Er halte den Zufall für den wahren Diktator des Weltgeschehens, sei aber vom Glauben an Zusammenhänge nicht ganz abzubringen, schrieb einst Karl Kraus. Jede Geschichte liest sich von ihrem Ende her. Steht am Ende eine Niederlage, verknüpft der Verstand alle vorherigen Informationen zu einer Kausalkette mit dem Ziel, das Erklärungsnarrativ für das negative Ereignis möglichst überzeugend klingen zu lassen: Es musste ja so kommen. Steht am Ende ein Sieg, vollzieht der Verstand dieselbe Operation mit demselben Ziel, bloß für das positive Ereignis – es musste ja so kommen.
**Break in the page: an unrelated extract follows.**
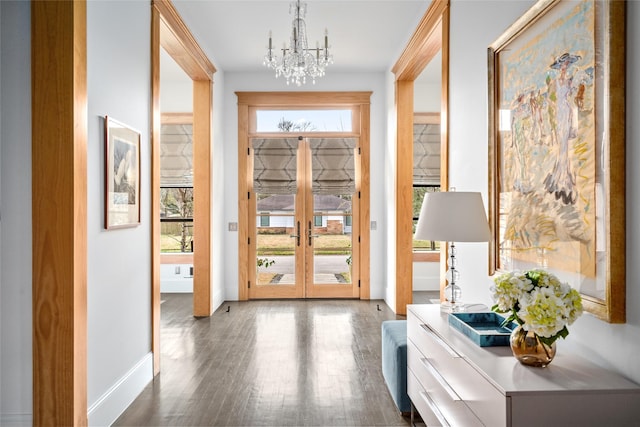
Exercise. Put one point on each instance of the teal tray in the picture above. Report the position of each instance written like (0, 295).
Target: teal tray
(484, 329)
Hätte der Niederländer Robben den Elfmeter für Bayern München in der Verlängerung verwandelt (und Chelsea anschließend kein Tor mehr geschossen), wüssten heute alle, warum Deutschland bei der EM haushoher Favorit ist. Die Kühnheit einer solchen Ableitung wäre allein durch den Rausch des Triumphs gerechtfertigt. Das Gesamtnarrativ hätte größere Überzeugungskraft als die Summe der Einzelfaktoren. Nun aber, da Bayern verloren hat, ist von einem Fluch die Rede, von Tragik und Trauma.
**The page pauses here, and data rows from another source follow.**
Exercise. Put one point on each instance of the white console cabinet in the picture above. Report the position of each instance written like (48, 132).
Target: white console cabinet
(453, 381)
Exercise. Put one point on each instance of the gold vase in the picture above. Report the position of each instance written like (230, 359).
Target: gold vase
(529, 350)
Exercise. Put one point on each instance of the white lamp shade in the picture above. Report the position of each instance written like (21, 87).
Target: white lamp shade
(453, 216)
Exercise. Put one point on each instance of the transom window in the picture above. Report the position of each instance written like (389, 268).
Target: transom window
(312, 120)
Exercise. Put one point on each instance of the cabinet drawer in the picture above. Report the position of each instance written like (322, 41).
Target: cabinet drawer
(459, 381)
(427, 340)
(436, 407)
Reaktionen zum Spiel in unserer Fotostrecke:

Ein Irrtum. Das Wort „Schicksal“ hat im Deutschen zwei gegensätzliche Bedeutungen. Zum einen steht es für eine höhere Macht, die den Lauf der Dinge lenkt, ohne Veränderungsmöglichkeit durch den Menschen. In diesem Sinne ist die Zukunft das unausweichliche Schicksal der Vergangenheit. Zum anderen steht „Schicksal“ für ein zufälliges Pech oder Glück, den Verkehrsunfall, die sechs Richtigen im Lotto, das gestohlene Fahrrad, die Begegnung mit dem späteren Ehepartner. Es ist das weder Plan- noch Vermeidbare, etwas, das sich der Verfügbarkeit des Menschen entzieht.
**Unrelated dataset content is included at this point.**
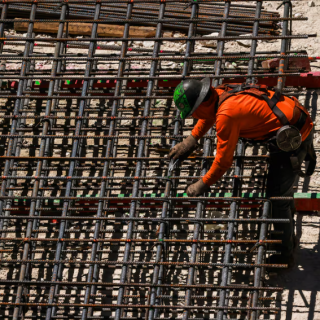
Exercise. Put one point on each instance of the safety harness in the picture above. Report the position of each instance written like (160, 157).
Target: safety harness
(288, 137)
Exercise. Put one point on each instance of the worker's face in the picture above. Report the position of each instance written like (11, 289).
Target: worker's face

Robbens verschossener Elfmeter war traurig, nicht tragisch. Wer das leugnet und eine Niederlage wie diese dramaturgisch überhöht, glaubt im Tragischen schließlich das Traumatische zu erkennen. In einer solchen Lesart wird der Zufallsfaktor Pech nivelliert. Stattdessen dominieren Zerknirschung, Selbstzweifel und das Gefühl des Versagthabens über die einzig angemessene Reaktion: schlichte, tiefe Trauer. Aber nur aus ihr und ihrer Überwindung kann die Kraft erwachsen, es wieder von vorn zu versuchen, wieder ins Risiko zu gehen, auch den nächsten Elfmeter wieder schießen zu wollen. Seinem Los entrinnt keiner. Doch was Pech war, kann Glück werden.

Außerdem ist das doch das Schöne am Sport: Weil am Ende immer alle genau wissen, warum es so kommen musste und was daraus folgt, werden auch alle immer wieder überrascht. Spätestens beim übernächsten Spiel. Freuen wir uns auf die EM? Na klar.